RN # 33 confirmed during interview conducted on 12/4/12, that the Palo Verde West's staffing is based on a grid and patient to staff ratios. S/he stated that RN's assign their own patients by room numbers, i.e., one RN is assigned to the top half of the patients on the list and the other RN is assigned to the bottom half. BHT's make their own assignments of patients by consecutive room numbers and assignments of tasks and the RN signs that s/he has seen it. Assignments are not based on patient acuity/condition or specific staff competence. The classification system that is on a current trial basis does not take into account the medical needs of the patients. In addition, a Palo Verde West BHT may float to Palo Verde East and the other BHT's on Palo Verde West will need to assume care for the patients that the BHT was responsible for on Palo Verde West.
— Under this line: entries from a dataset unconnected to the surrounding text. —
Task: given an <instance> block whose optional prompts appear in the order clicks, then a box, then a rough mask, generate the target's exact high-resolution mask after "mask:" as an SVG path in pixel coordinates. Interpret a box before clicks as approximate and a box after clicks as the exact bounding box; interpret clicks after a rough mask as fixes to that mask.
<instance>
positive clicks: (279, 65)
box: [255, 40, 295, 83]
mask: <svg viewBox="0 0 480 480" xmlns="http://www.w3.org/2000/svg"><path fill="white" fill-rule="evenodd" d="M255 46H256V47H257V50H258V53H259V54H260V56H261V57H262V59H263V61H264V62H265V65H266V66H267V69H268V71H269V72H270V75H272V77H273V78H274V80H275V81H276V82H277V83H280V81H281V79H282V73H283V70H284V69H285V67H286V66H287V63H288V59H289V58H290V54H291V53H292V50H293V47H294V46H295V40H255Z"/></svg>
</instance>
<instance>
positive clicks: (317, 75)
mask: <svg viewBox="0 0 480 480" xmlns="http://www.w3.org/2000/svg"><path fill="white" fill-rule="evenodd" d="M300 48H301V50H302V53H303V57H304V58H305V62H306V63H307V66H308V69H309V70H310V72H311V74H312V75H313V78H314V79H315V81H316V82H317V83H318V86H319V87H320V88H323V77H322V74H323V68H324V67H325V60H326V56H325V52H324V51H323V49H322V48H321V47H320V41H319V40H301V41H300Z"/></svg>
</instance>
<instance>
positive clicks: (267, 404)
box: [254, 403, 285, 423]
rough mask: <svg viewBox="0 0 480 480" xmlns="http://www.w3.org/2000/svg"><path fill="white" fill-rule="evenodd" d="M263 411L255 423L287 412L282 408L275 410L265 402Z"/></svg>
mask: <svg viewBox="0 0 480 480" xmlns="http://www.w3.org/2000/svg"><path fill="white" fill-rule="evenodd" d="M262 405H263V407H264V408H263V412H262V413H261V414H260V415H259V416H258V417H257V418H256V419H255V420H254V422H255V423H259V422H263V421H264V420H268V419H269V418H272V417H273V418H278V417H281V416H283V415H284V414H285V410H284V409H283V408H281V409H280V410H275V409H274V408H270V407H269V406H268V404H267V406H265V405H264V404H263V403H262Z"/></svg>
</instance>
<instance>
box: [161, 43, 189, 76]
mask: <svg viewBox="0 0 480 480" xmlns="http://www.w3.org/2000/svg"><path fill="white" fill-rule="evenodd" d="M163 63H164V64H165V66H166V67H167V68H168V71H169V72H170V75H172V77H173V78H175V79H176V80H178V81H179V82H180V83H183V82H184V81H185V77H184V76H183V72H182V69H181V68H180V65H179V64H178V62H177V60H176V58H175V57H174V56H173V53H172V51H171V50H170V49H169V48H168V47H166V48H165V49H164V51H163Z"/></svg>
RN # 18 confirmed during interview conducted on 12/4/12 that s/he and the other RN on Palo Verde East assign patients to themselves by the top half and bottom half of the patient lists. S/he confirmed that BHT's make their own assignments of rotating tasks and patients in consecutive room numbers. The RN signs the form and may question the BHT's regarding rationale for some assignments. The RN does complete assessments of patients, but the assessments do not affect staffing and assignments, unless a patient requires 1:1 monitoring.